向かって左から、「太鼓(たいこ)」「大鼓(おおかわ)」「小鼓(こづつみ)」「笛(ふえ)」「謡(うたい)」の順に配置します。

◇太鼓(たいこ)
太鼓役は座った姿勢で、両手で太鼓の「ばち」を持ちます。

 

◇大鼓(おおかわ)
大鼓役は立った姿勢で、小鼓よりも下の方に手があり左手に大鼓を持ちます。

 

◇小鼓(こづつみ)
小鼓役は立った姿勢で、左肩の方に小鼓を乗せ右手で支えます。

 

◇笛(ふえ)
笛役座った姿勢で、両手を前に出して笛を持ちます。

 

◇謡(うたい)
謡役は座った姿勢で、両手を膝付近に出して右手に扇を持ちます。

右大臣、左大臣の配置

右大臣と左大臣は、弓矢を持ち宮廷を警護する武官です。

 

◇右大臣(うだいじん)
右大臣は若者とされ、黒い衣裳を着ています。
その名の通りに、右側(向かって左の男雛側)に配置します。

 

◇左大臣(さだいじん)
左大臣は老人とされ、赤い衣裳を着ています。
役職としては右大臣よりも上位に当たります。
左側(向かって右の女雛側)に配置します。

桜と橘の配置

「左近の桜、右近の橘」という言葉があるのでこの通り配置します。

◇桜
向かって右の女雛側に配置します。

 

◇橘
向かって左の男雛側に配置します。

雛人形をしまう時期はいつ頃がいいの?

3月3日のひな祭りが終わったら、雛人形はいつ頃しまったら良いのでしょう。

雛人形に限ったことではないですが、飾る時は頑張っちゃうけどしまうのは苦手の私と同じような人も少なくないのではないでしょうか。

 

雛人形をしまう時期は、季節の節目という本来の意味からして、遅くとも3月中旬までに済ませましょう。
お節句は季節の節目です。
節目を越えていつまでも出しておくものではありません。

 

早めに片付けることができるのならば、「啓蟄(けいちつ)の日」の3月6日頃が良いと言われています。

若葉が芽吹き虫がうごめき始めるとされる「啓蟄の日」は、雛人形を飾る時期に良いとされる「雨水(うすい)」の次の節目に当たります。
ちょっとひな祭りから3日後、ということでで慌ただしいのですが、できるだけ季節の節目を超えないのが良いといわれています。

雛人形を早くしまう他の理由

雛人形を早くしまう理由の一つが季節の節目を超えないのが良いということですが、この他にも早くしまったほうがいい理由があるので紹介します。

 

雛人形は女の子の厄を引き受ける役目を持っているので、災いを遠ざけるという意味からも、できるだけ早く片付けた方が良いとされているのです。

 

また、一つの行事が終わったらいつまでも出しっ放しにしないで、きちんとしまうというしつけの意味も含まれているんです。

 

このような理由がいつからか、
「雛人形をしまうこともできないとお嫁に行けない」→「ひな人形を出しっ放しにしていると結婚できない」へと変化し現在の通説になったようです。
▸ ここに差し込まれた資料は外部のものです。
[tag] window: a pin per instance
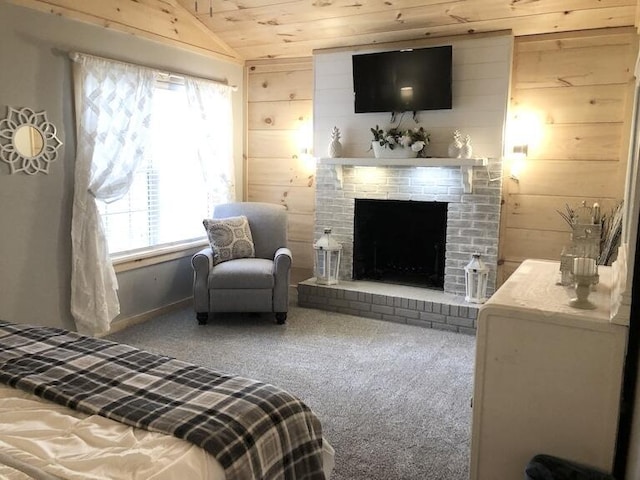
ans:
(168, 198)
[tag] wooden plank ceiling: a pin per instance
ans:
(294, 28)
(240, 30)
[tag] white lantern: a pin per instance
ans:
(476, 274)
(327, 259)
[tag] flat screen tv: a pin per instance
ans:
(403, 80)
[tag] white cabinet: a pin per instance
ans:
(547, 376)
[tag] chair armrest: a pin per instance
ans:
(281, 272)
(202, 262)
(282, 260)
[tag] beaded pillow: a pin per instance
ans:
(230, 238)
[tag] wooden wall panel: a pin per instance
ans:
(279, 115)
(580, 86)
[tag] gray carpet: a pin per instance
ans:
(394, 400)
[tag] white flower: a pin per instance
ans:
(417, 146)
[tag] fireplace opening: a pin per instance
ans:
(400, 241)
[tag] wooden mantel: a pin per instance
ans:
(465, 164)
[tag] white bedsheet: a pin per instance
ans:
(71, 445)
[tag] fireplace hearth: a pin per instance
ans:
(400, 241)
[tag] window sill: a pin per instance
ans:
(133, 260)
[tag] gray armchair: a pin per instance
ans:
(259, 284)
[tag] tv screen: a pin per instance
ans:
(404, 80)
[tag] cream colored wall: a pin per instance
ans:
(35, 220)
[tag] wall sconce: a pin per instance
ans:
(518, 158)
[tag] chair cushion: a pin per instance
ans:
(246, 273)
(230, 238)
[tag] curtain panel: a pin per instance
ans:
(113, 107)
(113, 102)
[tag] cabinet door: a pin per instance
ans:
(544, 386)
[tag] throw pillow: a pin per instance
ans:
(230, 238)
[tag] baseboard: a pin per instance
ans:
(143, 317)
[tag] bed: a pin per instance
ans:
(78, 407)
「よくしつけられた子供が、早く良縁に恵まれるように。」との親の願いが込められているのです。

まとめ

雛人形の飾る時期や飾る場所には、こうしなければならないという決まりはないので、それぞれの家庭に合ったひな祭りを家族で楽しみましょう。

お雛様も以前は段飾りが多かったですが、近年は住宅事情などの変化から、収納できる収納タイプやケース飾り、内裏雛のみを飾る親王飾りなどの小さな雛飾りへと変化してきています。

しかし、雛飾りは女の子の成長を願う親たちの祈りが、人形に込められていることに変わりはありません。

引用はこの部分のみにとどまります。